Since the House of Representatives voted to pass health reform legislation on Sunday night, the legislative process and its political impact have been the focus of all the newspapers and cable TV pundits.
Outside of DC, however, many Americans are trying to cut through the chatter and get to the substance of reform with a simple question: “What does health insurance reform actually mean for me?” To help, we’ve put together some of the key benefits from health insurance reform.
Let’s start with how health insurance reform will expand and strengthen coverage:
* This year, children with pre-existing conditions can no longer be
denied health insurance coverage. Once the new health insurance
exchanges begin in the coming years, pre-existing condition
discrimination will become a thing of the past for everyone.
* This year, health care plans will allow young people to remain on
their parents’ insurance policy up until their 26th birthday.
* This year, insurance companies will be banned from dropping people
from coverage when they get sick, and they will be banned from
implementing lifetime caps on coverage. This year, restrictive
annual limits on coverage will be banned for certain plans. Under
health insurance reform, Americans will be ensured access to the
care they need.
* This year, adults who are uninsured because of pre-existing
conditions will have access to affordable insurance through a
temporary subsidized high-risk pool.
* In the next fiscal year, the bill increases funding for community
health centers, so they can treat nearly double the number of
patients over the next five years.
* This year, we’ll also establish an independent commission to
advise on how best to build the health care workforce and increase
the number of nurses, doctors and other professionals to meet our
country’s needs. Going forward, we will provide $1.5 billion in
funding to support the next generation of doctors, nurses and
other primary care practitioners — on top of a $500 million
investment from the American Recovery and Reinvestment Act.
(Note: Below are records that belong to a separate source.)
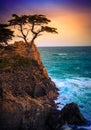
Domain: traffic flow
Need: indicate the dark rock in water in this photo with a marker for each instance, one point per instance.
(70, 114)
(27, 93)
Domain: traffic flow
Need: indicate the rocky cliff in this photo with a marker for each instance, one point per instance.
(26, 92)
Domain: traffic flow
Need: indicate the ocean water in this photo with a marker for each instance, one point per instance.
(70, 69)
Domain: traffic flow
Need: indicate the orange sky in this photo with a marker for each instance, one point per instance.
(74, 29)
(73, 24)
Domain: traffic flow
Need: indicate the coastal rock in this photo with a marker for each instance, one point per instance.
(27, 93)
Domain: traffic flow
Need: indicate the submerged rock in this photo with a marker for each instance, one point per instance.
(70, 114)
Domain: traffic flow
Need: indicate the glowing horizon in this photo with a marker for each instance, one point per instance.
(72, 19)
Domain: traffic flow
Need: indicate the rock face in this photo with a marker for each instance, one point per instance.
(26, 92)
(70, 114)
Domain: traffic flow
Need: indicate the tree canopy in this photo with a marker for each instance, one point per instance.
(5, 34)
(34, 24)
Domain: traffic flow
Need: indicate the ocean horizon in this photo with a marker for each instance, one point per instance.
(70, 68)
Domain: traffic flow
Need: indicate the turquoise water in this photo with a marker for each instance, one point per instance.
(70, 69)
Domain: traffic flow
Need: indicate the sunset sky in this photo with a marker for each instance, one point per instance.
(72, 18)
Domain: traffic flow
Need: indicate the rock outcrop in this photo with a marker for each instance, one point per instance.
(26, 92)
(70, 114)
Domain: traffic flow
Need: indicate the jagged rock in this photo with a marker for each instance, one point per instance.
(70, 114)
(27, 93)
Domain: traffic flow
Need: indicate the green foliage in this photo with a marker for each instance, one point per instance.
(18, 20)
(36, 24)
(5, 34)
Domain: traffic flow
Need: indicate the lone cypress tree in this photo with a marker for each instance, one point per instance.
(5, 34)
(34, 24)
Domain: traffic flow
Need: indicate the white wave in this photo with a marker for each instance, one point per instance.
(66, 127)
(62, 54)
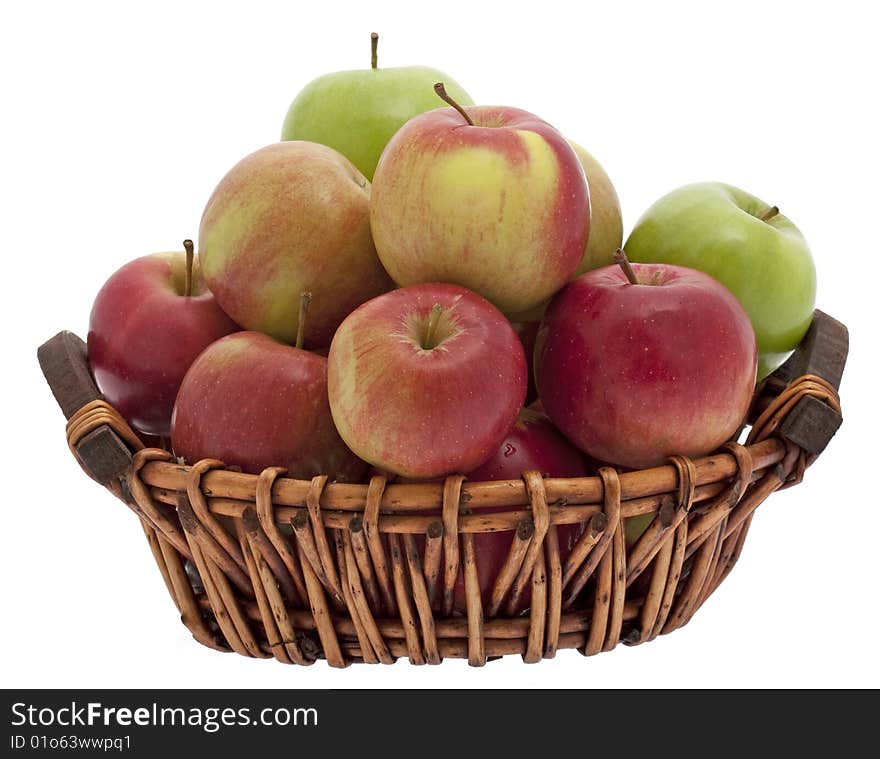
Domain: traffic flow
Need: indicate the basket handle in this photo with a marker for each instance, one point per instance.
(811, 423)
(65, 366)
Health insurance reform will also curb some of the worst insurance industry practices and strengthen consumer protections:
* This year, this bill creates a new, independent appeals process
that ensures consumers in new private plans have access to an
effective process to appeal decisions made by their insurer.
* This year, discrimination based on salary will be outlawed. New
group health plans will be prohibited from establishing any
eligibility rules for health care coverage that discriminate in
favor of higher-wage employees.
* Beginning this fiscal year, this bill provides funding to states
to help establish offices of health insurance consumer assistance
in order to help individuals in the process of filing complaints
or appeals against insurance companies.
* Starting January 1, 2011, insurers in the individual and small
group market will be required to spend 80 percent of their premium
dollars on medical services. Insurers in the large group market
will be required to spend 85 percent of their premium dollars on
medical services. Any insurers who don’t meet those thresholds
will be required to provide rebates to their policyholders.
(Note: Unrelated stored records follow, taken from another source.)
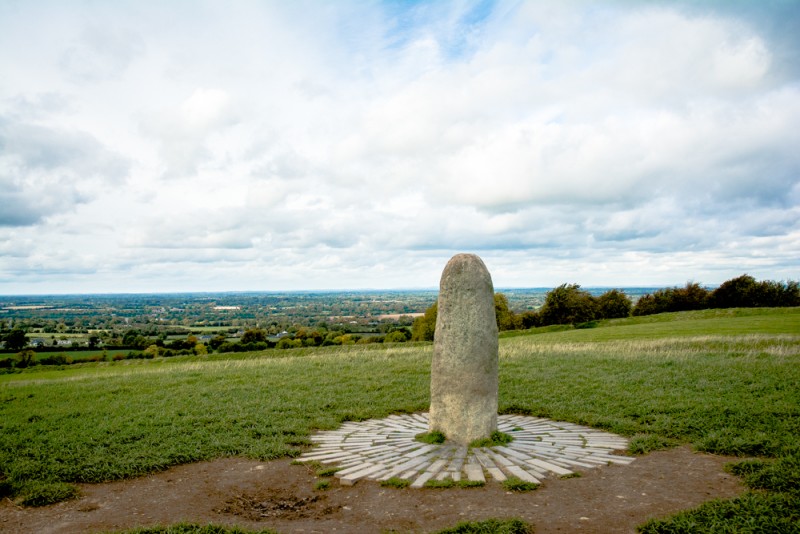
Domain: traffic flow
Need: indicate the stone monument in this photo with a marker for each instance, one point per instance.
(464, 369)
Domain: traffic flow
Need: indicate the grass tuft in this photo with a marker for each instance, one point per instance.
(519, 485)
(490, 526)
(395, 482)
(496, 439)
(644, 443)
(323, 484)
(433, 437)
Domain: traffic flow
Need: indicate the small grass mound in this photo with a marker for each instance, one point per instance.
(192, 528)
(327, 471)
(496, 439)
(490, 526)
(44, 493)
(450, 483)
(396, 482)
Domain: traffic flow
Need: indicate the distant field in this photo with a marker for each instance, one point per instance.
(723, 380)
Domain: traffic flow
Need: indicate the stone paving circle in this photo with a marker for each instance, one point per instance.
(379, 449)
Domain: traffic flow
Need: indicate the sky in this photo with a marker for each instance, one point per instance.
(151, 146)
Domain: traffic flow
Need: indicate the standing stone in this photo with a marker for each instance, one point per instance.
(464, 369)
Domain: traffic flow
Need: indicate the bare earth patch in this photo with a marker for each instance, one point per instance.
(281, 496)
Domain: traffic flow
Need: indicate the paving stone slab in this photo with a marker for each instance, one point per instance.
(379, 449)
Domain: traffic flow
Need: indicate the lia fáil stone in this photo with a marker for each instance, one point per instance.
(464, 368)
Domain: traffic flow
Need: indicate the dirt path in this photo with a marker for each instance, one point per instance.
(280, 496)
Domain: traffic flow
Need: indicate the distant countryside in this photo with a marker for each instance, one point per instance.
(67, 329)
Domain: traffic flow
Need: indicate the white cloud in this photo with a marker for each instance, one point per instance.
(268, 146)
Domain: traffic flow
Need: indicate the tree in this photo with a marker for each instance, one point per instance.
(673, 299)
(254, 335)
(25, 358)
(568, 304)
(16, 339)
(506, 319)
(614, 304)
(424, 328)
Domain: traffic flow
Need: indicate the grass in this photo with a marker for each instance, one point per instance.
(449, 483)
(725, 381)
(431, 438)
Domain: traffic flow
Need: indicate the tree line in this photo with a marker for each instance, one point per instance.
(568, 304)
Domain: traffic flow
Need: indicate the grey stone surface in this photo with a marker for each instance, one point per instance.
(464, 368)
(411, 459)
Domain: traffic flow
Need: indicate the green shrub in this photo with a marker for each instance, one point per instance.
(396, 482)
(752, 513)
(431, 438)
(43, 493)
(496, 439)
(490, 526)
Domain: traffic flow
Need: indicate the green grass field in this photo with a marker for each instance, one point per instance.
(724, 380)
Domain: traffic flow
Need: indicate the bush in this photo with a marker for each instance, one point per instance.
(568, 304)
(673, 299)
(614, 304)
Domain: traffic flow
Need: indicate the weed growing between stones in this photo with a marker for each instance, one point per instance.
(327, 471)
(519, 485)
(450, 483)
(395, 482)
(490, 526)
(191, 528)
(496, 439)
* Starting in 2011, this bill helps states require insurance
companies to submit justification for requested premium increases.
Any company with excessive or unjustified premium increases may
not be able to participate in the new health insurance exchanges.
Reform immediately begins to lower health care costs for American families and small businesses:
* This year, small businesses that choose to offer coverage will
begin to receive tax credits of up to 35 percent of premiums to
help make employee coverage more affordable.
* This year, new private plans will be required to provide free
preventive care: no co-payments and no deductibles for preventive
services. And beginning January 1, 2011, Medicare will do the same.
* This year, this bill will provide help for early retirees by
creating a temporary re-insurance program to help offset the costs
of expensive premiums for employers and retirees age 55-64.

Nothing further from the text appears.